Key words. Euthanasia, murder of sons, psychological suffering, depression, medico-legal and ethical issues, psychoanalysis.

Il caso dell’eutanasia di Geneviève Lhermitte tra valutazione psichiatrica, aspetti giuridici e riflessione etica.

Riassunto. Un recente caso di eutanasia effettuato in Belgio, caratterizzato da aspetti di particolare drammaticità, ripropone questioni cliniche ed etiche relative alle scelte di fine vita in caso di sofferenza mentale.
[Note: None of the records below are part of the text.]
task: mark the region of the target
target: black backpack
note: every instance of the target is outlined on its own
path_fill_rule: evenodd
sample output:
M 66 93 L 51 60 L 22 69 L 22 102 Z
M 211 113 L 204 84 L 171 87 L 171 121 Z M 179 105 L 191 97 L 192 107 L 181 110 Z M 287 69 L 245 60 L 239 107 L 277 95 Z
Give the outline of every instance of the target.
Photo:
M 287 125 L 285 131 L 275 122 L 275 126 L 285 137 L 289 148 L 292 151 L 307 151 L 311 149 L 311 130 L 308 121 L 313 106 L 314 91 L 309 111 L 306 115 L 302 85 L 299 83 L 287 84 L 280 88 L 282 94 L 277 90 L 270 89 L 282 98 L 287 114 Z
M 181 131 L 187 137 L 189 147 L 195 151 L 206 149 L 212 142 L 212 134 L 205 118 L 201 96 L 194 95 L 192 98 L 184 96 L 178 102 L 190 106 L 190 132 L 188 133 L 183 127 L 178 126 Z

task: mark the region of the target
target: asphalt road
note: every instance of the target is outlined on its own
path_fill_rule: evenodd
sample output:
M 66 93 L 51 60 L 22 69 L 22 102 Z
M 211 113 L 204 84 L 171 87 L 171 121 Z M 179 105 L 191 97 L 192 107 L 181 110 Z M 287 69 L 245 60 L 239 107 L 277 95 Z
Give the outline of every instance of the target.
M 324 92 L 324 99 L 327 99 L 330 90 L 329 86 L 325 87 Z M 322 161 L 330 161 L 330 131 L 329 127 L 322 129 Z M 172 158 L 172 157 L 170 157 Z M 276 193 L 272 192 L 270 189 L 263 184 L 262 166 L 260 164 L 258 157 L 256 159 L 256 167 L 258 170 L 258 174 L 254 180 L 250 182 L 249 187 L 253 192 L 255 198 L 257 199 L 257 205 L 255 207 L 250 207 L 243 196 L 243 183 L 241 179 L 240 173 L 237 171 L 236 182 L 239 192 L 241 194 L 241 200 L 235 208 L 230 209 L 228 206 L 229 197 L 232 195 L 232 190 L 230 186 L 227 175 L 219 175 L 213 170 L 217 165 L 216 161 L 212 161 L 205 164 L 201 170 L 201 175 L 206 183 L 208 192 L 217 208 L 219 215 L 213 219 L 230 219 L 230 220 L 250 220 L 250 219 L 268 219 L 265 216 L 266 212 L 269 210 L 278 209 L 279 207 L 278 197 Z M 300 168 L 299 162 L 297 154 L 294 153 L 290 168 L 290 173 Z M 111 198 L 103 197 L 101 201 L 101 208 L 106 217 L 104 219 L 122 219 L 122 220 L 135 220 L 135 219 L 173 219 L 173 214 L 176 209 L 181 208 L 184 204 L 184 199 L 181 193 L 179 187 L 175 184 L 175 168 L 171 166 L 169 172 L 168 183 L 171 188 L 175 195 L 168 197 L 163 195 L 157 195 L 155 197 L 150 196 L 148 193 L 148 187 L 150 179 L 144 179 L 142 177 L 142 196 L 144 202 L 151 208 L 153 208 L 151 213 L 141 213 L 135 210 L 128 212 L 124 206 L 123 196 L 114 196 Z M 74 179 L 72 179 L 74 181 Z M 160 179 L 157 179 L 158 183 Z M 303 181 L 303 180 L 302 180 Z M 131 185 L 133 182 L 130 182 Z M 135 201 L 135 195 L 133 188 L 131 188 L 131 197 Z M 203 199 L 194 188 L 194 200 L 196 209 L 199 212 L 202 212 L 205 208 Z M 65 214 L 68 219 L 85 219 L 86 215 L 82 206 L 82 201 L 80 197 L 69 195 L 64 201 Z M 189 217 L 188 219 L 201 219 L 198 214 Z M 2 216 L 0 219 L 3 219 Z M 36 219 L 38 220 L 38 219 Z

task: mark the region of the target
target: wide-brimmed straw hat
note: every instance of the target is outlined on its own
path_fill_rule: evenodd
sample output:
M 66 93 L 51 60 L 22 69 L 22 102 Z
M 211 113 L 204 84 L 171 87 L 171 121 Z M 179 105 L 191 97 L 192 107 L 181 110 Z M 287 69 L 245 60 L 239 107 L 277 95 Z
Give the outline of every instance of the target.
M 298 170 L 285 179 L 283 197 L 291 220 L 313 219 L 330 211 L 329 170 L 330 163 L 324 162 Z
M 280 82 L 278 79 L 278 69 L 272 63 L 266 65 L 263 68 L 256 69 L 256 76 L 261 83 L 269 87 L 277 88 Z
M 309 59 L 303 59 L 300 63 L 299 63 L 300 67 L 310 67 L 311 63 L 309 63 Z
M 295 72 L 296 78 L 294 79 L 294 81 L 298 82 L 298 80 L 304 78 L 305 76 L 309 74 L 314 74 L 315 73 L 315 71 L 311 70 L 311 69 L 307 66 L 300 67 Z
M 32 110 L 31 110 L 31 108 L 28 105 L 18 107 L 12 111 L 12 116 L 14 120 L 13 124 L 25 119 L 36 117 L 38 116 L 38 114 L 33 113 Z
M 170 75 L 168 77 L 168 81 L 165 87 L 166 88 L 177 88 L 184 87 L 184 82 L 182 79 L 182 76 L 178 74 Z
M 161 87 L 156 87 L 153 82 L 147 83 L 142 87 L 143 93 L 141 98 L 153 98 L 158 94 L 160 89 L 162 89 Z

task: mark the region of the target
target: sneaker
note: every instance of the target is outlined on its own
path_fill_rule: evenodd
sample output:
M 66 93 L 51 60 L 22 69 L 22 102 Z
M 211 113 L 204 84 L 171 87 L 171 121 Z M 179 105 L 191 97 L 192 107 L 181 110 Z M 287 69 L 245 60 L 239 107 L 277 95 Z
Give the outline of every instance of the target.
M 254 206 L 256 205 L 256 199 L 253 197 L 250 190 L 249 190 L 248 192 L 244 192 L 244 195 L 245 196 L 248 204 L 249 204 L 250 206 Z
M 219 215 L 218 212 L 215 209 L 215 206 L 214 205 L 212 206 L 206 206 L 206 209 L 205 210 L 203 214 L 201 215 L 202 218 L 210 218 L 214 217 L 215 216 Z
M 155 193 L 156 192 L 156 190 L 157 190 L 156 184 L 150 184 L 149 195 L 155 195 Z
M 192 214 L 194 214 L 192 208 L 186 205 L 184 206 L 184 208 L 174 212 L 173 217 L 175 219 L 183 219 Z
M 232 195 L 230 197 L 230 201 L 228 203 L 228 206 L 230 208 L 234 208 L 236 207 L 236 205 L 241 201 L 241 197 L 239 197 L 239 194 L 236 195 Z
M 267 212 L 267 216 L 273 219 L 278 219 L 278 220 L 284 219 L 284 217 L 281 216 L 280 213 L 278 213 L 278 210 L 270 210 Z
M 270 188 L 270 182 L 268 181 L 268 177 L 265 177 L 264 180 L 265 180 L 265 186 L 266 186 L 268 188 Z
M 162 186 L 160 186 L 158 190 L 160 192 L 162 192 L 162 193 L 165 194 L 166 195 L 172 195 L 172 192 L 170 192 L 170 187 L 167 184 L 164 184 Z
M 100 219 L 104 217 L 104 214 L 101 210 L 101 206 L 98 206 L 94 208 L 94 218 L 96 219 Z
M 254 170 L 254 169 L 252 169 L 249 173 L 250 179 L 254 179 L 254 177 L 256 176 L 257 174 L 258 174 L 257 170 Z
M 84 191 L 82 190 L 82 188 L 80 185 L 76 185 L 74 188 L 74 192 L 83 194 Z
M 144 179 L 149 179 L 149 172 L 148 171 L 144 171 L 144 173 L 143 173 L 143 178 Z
Una donna di 56 anni, condannata all’ergastolo per l’omicidio dei suoi 5 figli minorenni, ha ottenuto l’eutanasia per “sofferenza psicologica irreversibile”. Gli aspetti clinici e psicodinamici del caso, peraltro desumibili quasi esclusivamente da notizie di stampa, sono molto complessi e lasciano spazio a numerosi interrogativi di natura clinica, medico-legale e bioetica, in particolare sulla reale natura della psicopatologia, sulla sua reale irreversibilità, sull’influenza di questa sulla capacità di esprimere con adeguata consapevolezza la richiesta di eutanasia, sulla conservata capacità di autodeterminazione, sulle problematiche generali relative alla richiesta di fine vita da parte di pazienti con disturbi mentali, anche alla luce delle legislazioni di diversi Paesi europei. Le peculiarità del caso in questione sottolineano in modo evidente le criticità relative a tali problematiche.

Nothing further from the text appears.